I’m such an idiot. Twice an idiot actually. Not only am I scared to tell her how I really feel about her, but I talked to Teniron about it.
I met with Isandri again last night. She’s so beautiful and sweet. It’s hard to believe that Sath is her brother. I wanted to tell her how much I like her. I’m an idiot. I don’t want to scare her off. I don’t know if she likes me that much. I don’t know how to tell her.
So I talked to Teniron. I told him I’ve been talking to a girl, and that she’s been talking to me. I told him that I liked her a lot, but I wasn’t sure if she liked me. Then I asked how to tell if she liked me. He said if she stops charging you… then he added that discounts might count too, depending how much the discount was for. I don’t think he really understood, and now he’s just going to laugh about it every time he sees me. I locked my bedroom door and packed my bags. I might be staying in Fairbreeze for a few days. He didn’t see me leave. Maybe he’ll be gone when I get back. I hope he doesn’t trash the place.

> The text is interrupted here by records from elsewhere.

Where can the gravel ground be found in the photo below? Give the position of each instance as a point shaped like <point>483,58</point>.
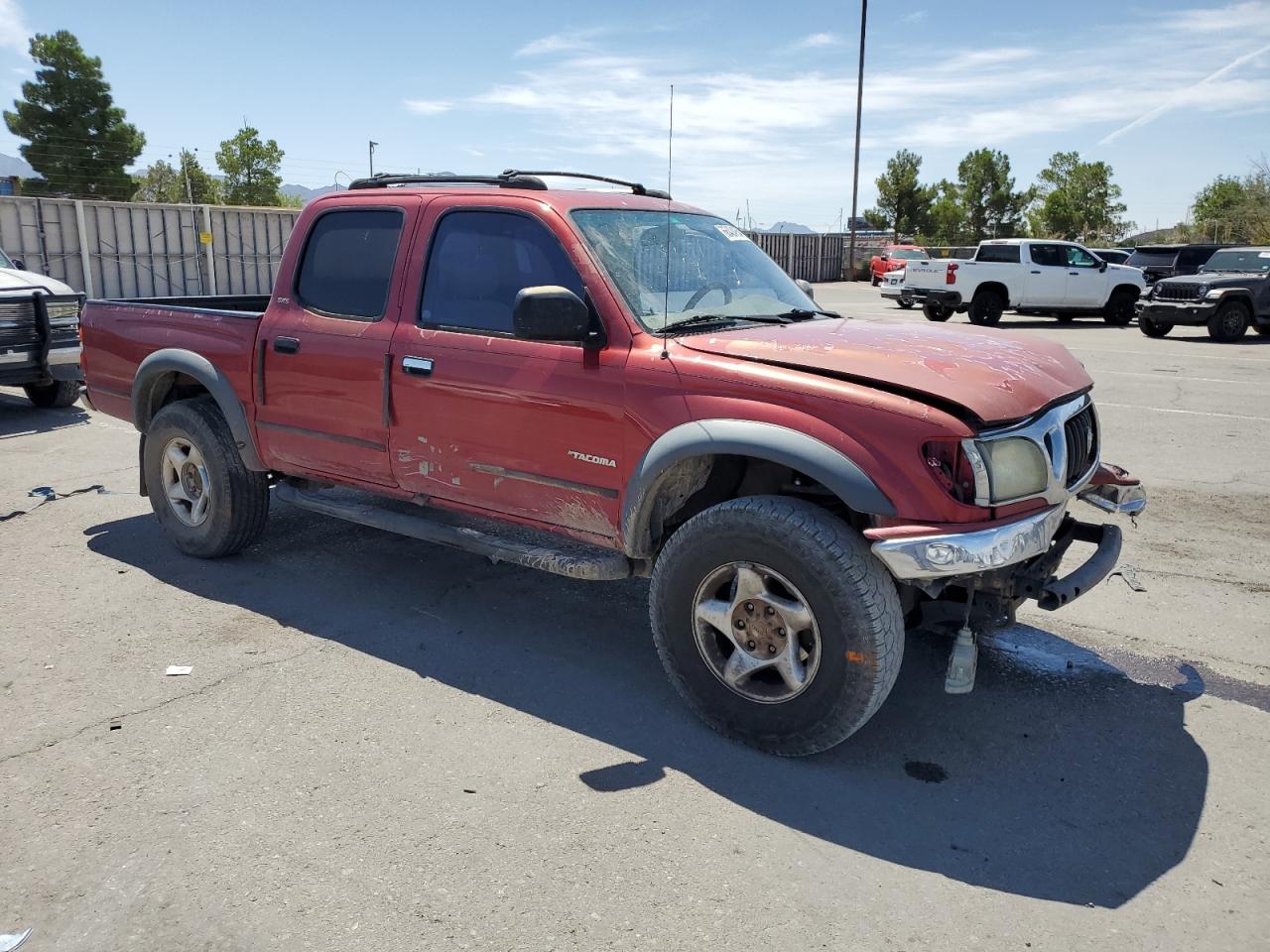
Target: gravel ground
<point>385,746</point>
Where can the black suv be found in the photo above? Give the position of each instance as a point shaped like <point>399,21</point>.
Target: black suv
<point>1229,295</point>
<point>1170,261</point>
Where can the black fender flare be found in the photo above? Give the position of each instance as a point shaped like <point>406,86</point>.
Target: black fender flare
<point>762,440</point>
<point>151,371</point>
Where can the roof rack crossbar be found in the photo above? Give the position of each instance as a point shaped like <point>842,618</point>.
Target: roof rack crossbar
<point>633,185</point>
<point>517,180</point>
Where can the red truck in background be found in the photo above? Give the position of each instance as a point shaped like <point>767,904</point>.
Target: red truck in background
<point>611,384</point>
<point>892,258</point>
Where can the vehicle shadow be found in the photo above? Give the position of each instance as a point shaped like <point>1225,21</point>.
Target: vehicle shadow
<point>1076,787</point>
<point>21,417</point>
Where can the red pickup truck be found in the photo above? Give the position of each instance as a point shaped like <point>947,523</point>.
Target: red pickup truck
<point>611,384</point>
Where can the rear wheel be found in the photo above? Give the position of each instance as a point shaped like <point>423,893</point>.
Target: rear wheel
<point>1119,308</point>
<point>207,502</point>
<point>776,624</point>
<point>1229,322</point>
<point>987,307</point>
<point>60,393</point>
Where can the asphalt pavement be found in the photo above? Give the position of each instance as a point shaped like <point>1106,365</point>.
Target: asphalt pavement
<point>386,746</point>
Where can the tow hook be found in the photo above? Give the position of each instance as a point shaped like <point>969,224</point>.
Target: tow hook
<point>962,662</point>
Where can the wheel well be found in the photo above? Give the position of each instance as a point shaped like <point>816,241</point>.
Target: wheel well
<point>994,287</point>
<point>166,389</point>
<point>694,485</point>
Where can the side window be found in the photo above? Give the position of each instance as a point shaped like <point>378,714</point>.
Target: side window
<point>1080,258</point>
<point>998,253</point>
<point>1049,255</point>
<point>477,264</point>
<point>347,266</point>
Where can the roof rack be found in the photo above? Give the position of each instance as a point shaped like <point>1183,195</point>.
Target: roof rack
<point>633,185</point>
<point>506,180</point>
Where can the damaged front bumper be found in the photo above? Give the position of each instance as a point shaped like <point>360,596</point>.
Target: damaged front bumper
<point>1017,558</point>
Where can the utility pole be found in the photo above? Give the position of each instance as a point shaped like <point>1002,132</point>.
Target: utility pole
<point>855,176</point>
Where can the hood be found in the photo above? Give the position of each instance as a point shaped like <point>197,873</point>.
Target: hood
<point>14,278</point>
<point>997,376</point>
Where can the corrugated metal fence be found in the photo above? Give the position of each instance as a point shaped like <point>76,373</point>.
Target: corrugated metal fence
<point>140,249</point>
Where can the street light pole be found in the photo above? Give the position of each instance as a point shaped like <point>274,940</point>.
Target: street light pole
<point>855,175</point>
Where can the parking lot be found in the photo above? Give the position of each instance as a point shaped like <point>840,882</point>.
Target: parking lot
<point>386,746</point>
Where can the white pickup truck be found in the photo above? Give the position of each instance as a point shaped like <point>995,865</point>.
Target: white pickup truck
<point>1026,276</point>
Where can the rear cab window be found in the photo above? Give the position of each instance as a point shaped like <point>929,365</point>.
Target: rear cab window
<point>998,253</point>
<point>347,264</point>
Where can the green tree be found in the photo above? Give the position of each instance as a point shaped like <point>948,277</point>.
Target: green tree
<point>77,139</point>
<point>1078,200</point>
<point>250,169</point>
<point>901,197</point>
<point>989,203</point>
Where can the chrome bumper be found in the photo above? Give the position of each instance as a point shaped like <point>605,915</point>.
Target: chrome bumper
<point>929,557</point>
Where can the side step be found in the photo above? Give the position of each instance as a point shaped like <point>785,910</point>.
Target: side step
<point>493,539</point>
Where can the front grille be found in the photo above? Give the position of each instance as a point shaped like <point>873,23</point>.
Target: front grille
<point>1176,291</point>
<point>1082,443</point>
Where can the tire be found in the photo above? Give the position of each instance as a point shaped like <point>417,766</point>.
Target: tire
<point>235,499</point>
<point>807,557</point>
<point>60,393</point>
<point>1119,308</point>
<point>1229,322</point>
<point>987,307</point>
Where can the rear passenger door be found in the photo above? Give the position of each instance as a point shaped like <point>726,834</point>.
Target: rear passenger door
<point>1047,276</point>
<point>322,348</point>
<point>485,420</point>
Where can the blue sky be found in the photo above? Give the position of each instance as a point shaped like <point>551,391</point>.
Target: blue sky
<point>1169,93</point>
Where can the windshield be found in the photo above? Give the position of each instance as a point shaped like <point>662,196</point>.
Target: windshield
<point>1146,259</point>
<point>1255,261</point>
<point>714,270</point>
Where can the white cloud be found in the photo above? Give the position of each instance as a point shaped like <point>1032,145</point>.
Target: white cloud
<point>14,33</point>
<point>816,41</point>
<point>427,107</point>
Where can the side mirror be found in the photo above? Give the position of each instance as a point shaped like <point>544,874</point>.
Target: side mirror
<point>550,312</point>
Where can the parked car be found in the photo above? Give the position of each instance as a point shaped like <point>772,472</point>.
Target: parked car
<point>1228,295</point>
<point>1026,276</point>
<point>894,258</point>
<point>40,348</point>
<point>1167,261</point>
<point>893,289</point>
<point>512,370</point>
<point>1111,255</point>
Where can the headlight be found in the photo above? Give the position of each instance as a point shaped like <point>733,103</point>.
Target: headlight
<point>1015,467</point>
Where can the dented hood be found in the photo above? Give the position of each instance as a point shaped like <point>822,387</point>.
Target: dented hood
<point>994,375</point>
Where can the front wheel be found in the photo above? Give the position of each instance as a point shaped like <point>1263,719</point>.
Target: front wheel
<point>1229,322</point>
<point>776,624</point>
<point>207,502</point>
<point>60,393</point>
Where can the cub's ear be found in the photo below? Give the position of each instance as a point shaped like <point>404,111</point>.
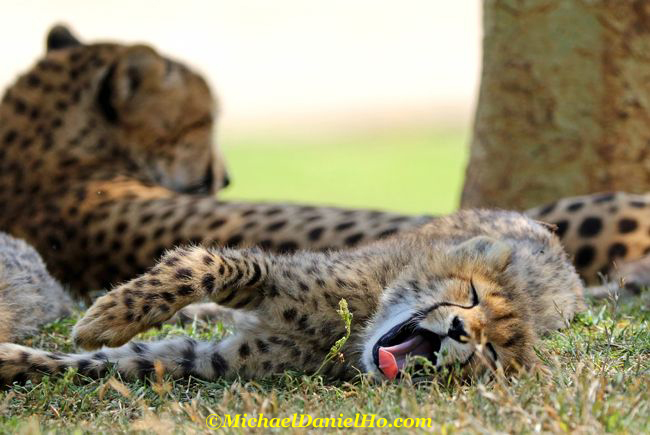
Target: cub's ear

Then there’s the added complication of her being the sister of Sath’alor. I don’t know what he has against me. I was friends with Kes, nothing more, but he’s made all these things up in his head. I feel like I’ll have to tell her about that too, but I’m afraid that will scare her off too. But if I don’t tell her then she might just be angry later.
I talked to Arelanis about it too. She was better to talk to than Teniron, but not enough to really help.